The name “metagenomics” is really a coincidence. The study of “the structure and function of complete nucleotide sequences extracted and studied from all the organisms (usually microorganisms) in a bulk sample” is a relatively new but very real field of science. These techniques, which work similarly to gas chromatography in that you’re seeking to determine what’s there in a certain sample system, are frequently used to detect the bacterial communities residing on our skin or in the soil. The issue is that even though advances in genomics have identified the sequences for a large number of novel proteins, simply knowing those sequences does not explain how they fit together to form a functional molecule, and it can take anywhere from a few months to a few years to figure it out experimentally. as each molecule.
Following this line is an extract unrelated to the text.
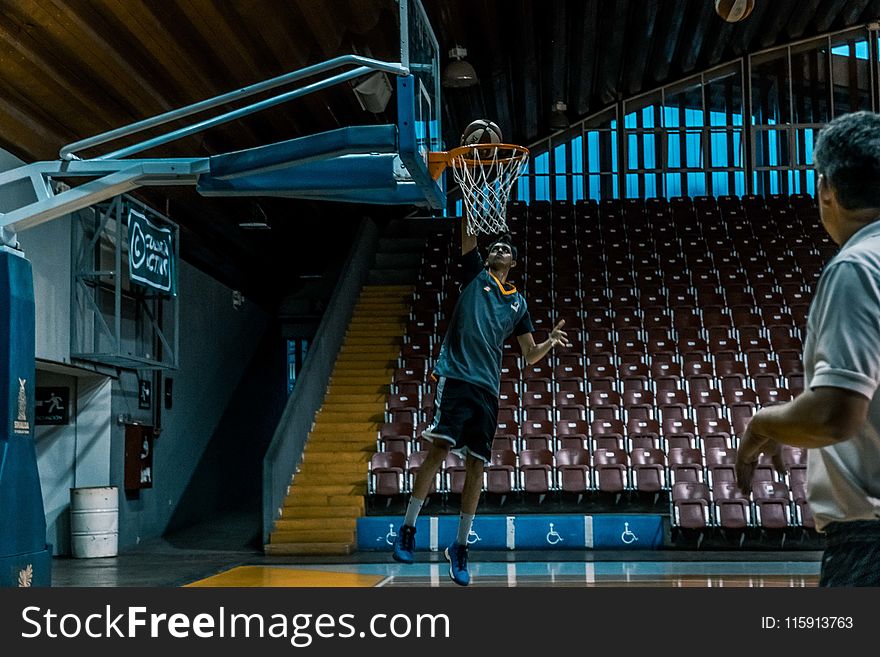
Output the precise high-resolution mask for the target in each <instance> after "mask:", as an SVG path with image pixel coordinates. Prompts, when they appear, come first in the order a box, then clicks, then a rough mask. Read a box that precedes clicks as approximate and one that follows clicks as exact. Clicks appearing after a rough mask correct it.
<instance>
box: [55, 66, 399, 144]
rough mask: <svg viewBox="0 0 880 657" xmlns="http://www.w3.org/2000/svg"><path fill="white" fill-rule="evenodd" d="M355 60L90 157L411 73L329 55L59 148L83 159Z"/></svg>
mask: <svg viewBox="0 0 880 657" xmlns="http://www.w3.org/2000/svg"><path fill="white" fill-rule="evenodd" d="M352 64H359V66H358V67H357V68H355V69H352V70H350V71H346V72H344V73H338V74H336V75H334V76H331V77H329V78H326V79H324V80H321V81H318V82H314V83H312V84H309V85H306V86H305V87H300V88H299V89H294V90H293V91H288V92H286V93H283V94H279V95H276V96H273V97H272V98H267V99H264V100H261V101H259V102H256V103H252V104H251V105H246V106H245V107H242V108H239V109H237V110H232V111H230V112H226V113H224V114H220V115H218V116H215V117H213V118H211V119H206V120H204V121H200V122H198V123H195V124H192V125H190V126H185V127H183V128H179V129H177V130H173V131H171V132H166V133H164V134H161V135H157V136H155V137H152V138H150V139H146V140H144V141H141V142H138V143H136V144H132V145H130V146H126V147H125V148H121V149H118V150H116V151H113V152H111V153H106V154H104V155H99V156H97V157H95V158H89V159H95V160H105V159H114V158H123V157H127V156H129V155H133V154H134V153H140V152H142V151H145V150H147V149H149V148H153V147H155V146H159V145H161V144H166V143H168V142H170V141H174V140H176V139H180V138H181V137H186V136H189V135H191V134H195V133H197V132H201V131H202V130H207V129H208V128H212V127H214V126H217V125H220V124H222V123H227V122H229V121H234V120H236V119H240V118H242V117H244V116H247V115H249V114H253V113H255V112H259V111H261V110H264V109H267V108H269V107H274V106H275V105H279V104H282V103H285V102H287V101H289V100H292V99H294V98H298V97H300V96H304V95H307V94H310V93H313V92H315V91H319V90H321V89H325V88H327V87H330V86H333V85H335V84H339V83H340V82H345V81H347V80H352V79H355V78H358V77H360V76H362V75H366V74H367V73H370V72H372V71H381V72H385V73H391V74H394V75H398V76H406V75H409V67H408V66H404V65H403V64H401V63H399V62H384V61H381V60H377V59H371V58H369V57H363V56H361V55H342V56H340V57H334V58H333V59H328V60H326V61H324V62H320V63H318V64H313V65H311V66H306V67H304V68H301V69H297V70H295V71H291V72H289V73H284V74H282V75H279V76H276V77H274V78H270V79H268V80H264V81H262V82H258V83H256V84H252V85H249V86H247V87H242V88H241V89H237V90H235V91H230V92H227V93H224V94H220V95H219V96H214V97H213V98H208V99H206V100H202V101H199V102H197V103H192V104H190V105H187V106H185V107H181V108H178V109H174V110H170V111H168V112H164V113H162V114H158V115H156V116H153V117H150V118H148V119H143V120H141V121H136V122H135V123H131V124H128V125H126V126H122V127H120V128H115V129H113V130H108V131H106V132H102V133H101V134H98V135H95V136H93V137H88V138H86V139H81V140H79V141H75V142H73V143H70V144H67V145H66V146H64V147H62V148H61V150H60V151H59V157H60V158H61V159H62V160H67V161H70V160H80V159H83V158H81V157H79V156H78V155H76V153H77V152H78V151H81V150H84V149H86V148H92V147H94V146H99V145H101V144H106V143H108V142H110V141H114V140H116V139H120V138H121V137H127V136H129V135H133V134H136V133H139V132H143V131H144V130H147V129H149V128H154V127H157V126H160V125H163V124H166V123H168V122H170V121H176V120H178V119H181V118H184V117H187V116H191V115H193V114H196V113H198V112H203V111H206V110H209V109H212V108H214V107H217V106H218V105H223V104H225V103H229V102H232V101H236V100H241V99H243V98H248V97H250V96H253V95H254V94H258V93H261V92H263V91H268V90H270V89H275V88H277V87H280V86H283V85H286V84H289V83H291V82H296V81H297V80H301V79H303V78H307V77H310V76H313V75H317V74H319V73H324V72H326V71H329V70H333V69H335V68H340V67H342V66H347V65H352Z"/></svg>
No one has time for that.
The NCBI, the European Bioinformatics Institute, and the Joint Genome Institute all launched similar databases that have already compiled billions of previously unknown protein structures. According to a press statement issued by Meta on Tuesday, the company is providing “a revolutionary protein-folding approach that harnesses huge language models to generate the first comprehensive understanding of the structures of proteins in a metagenomics database at the scale of hundreds of millions of proteins.”
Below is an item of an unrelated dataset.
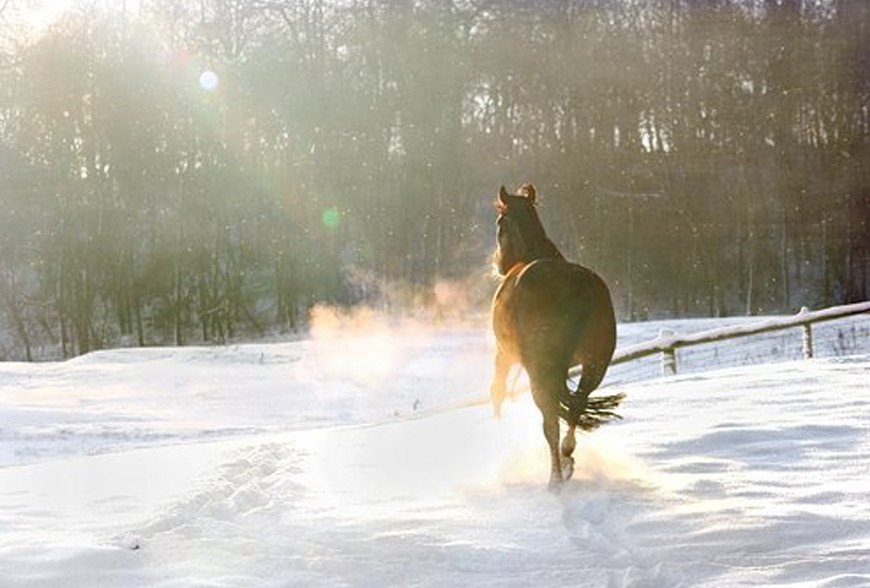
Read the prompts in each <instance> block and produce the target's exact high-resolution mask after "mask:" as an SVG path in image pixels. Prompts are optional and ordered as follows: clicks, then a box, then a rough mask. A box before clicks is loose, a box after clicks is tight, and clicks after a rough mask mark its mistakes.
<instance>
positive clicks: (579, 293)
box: [493, 259, 616, 369]
mask: <svg viewBox="0 0 870 588" xmlns="http://www.w3.org/2000/svg"><path fill="white" fill-rule="evenodd" d="M493 327H494V329H495V331H496V336H497V338H498V340H499V345H500V347H501V348H503V349H504V351H506V352H507V353H508V354H509V355H511V356H512V357H513V359H514V361H518V362H520V363H522V364H523V365H524V366H526V368H527V369H528V368H529V366H530V364H531V365H536V364H551V365H565V366H567V365H574V364H578V363H583V364H584V365H585V364H588V363H590V362H595V363H602V362H603V364H604V365H606V364H607V363H609V361H610V358H611V356H612V355H613V349H614V347H615V342H616V323H615V321H614V317H613V305H612V302H611V299H610V292H609V290H608V289H607V286H606V284H605V283H604V281H603V280H602V279H601V278H600V277H599V276H598V275H597V274H596V273H595V272H593V271H592V270H590V269H588V268H585V267H583V266H580V265H577V264H573V263H568V262H566V261H561V260H553V259H542V260H538V261H534V262H532V263H530V264H528V265H526V266H524V267H522V268H515V270H512V271H511V272H510V273H509V274H508V275H507V276H506V277H505V280H504V282H503V283H502V286H501V288H500V289H499V291H498V293H497V294H496V297H495V299H494V301H493Z"/></svg>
The Meta research team stated on Tuesday that the ESM Metagenomic Atlas “would enable scientists to examine and evaluate the structures of metagenomic proteins at the scale of hundreds of millions of proteins.” Researchers can utilize this to find previously uncharacterized structures, look for ancient evolutionary connections, and find novel proteins that may have applications in medicine and other fields.
Like languages, proteins are composed of their constituent atoms, which you can combine in any way you like, but only when put together in a certain order will result in a functional molecule, or coherent thinking (a molecular sentence). Although the analogy isn’t exact, Meta’s system significantly enhances our ability to understand the syntax and grammar of organic chemistry. According to the rules of physics, molecules fold into complicated three-dimensional shapes, which are described by a protein’s sequence, the scientists said. Protein sequences include statistical patterns that reveal details about the folded structure of the protein, according to research.
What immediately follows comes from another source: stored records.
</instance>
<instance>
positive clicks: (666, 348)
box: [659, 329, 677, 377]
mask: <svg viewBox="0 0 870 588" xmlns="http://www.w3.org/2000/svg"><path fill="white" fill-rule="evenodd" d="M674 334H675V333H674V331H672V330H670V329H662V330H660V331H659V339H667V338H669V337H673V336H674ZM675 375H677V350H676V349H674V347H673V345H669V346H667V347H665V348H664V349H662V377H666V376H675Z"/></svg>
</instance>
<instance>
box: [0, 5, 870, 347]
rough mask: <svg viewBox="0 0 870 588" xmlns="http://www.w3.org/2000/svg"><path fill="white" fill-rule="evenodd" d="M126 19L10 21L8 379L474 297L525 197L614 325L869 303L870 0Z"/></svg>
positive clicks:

In particular, Meta’s Evolutionary Scale Modeling AI uses masked language modeling, a type of self-supervised learning, to treat gene sequences like a game of Mad Libs for O-Chem. The research team stated, “We trained a language model using the sequences of millions of natural proteins.” “This method requires the model to accurately complete the blanks in a text passage, such as “To _ or not to __, that is the .” Using millions of different proteins, we trained a language model to fill in the blanks in a protein sequence like “GL KKE AHY G.”
ESM-2, the resulting “protein language model,” has 15 billion parameters and is the largest model of its kind to date. On a cluster of about 2,000 GPUs, the “new structure prediction capacity enabled us to predict sequences for the more than 600 million metagenomic proteins in the atlas in just two weeks.” Well, forget about months and years.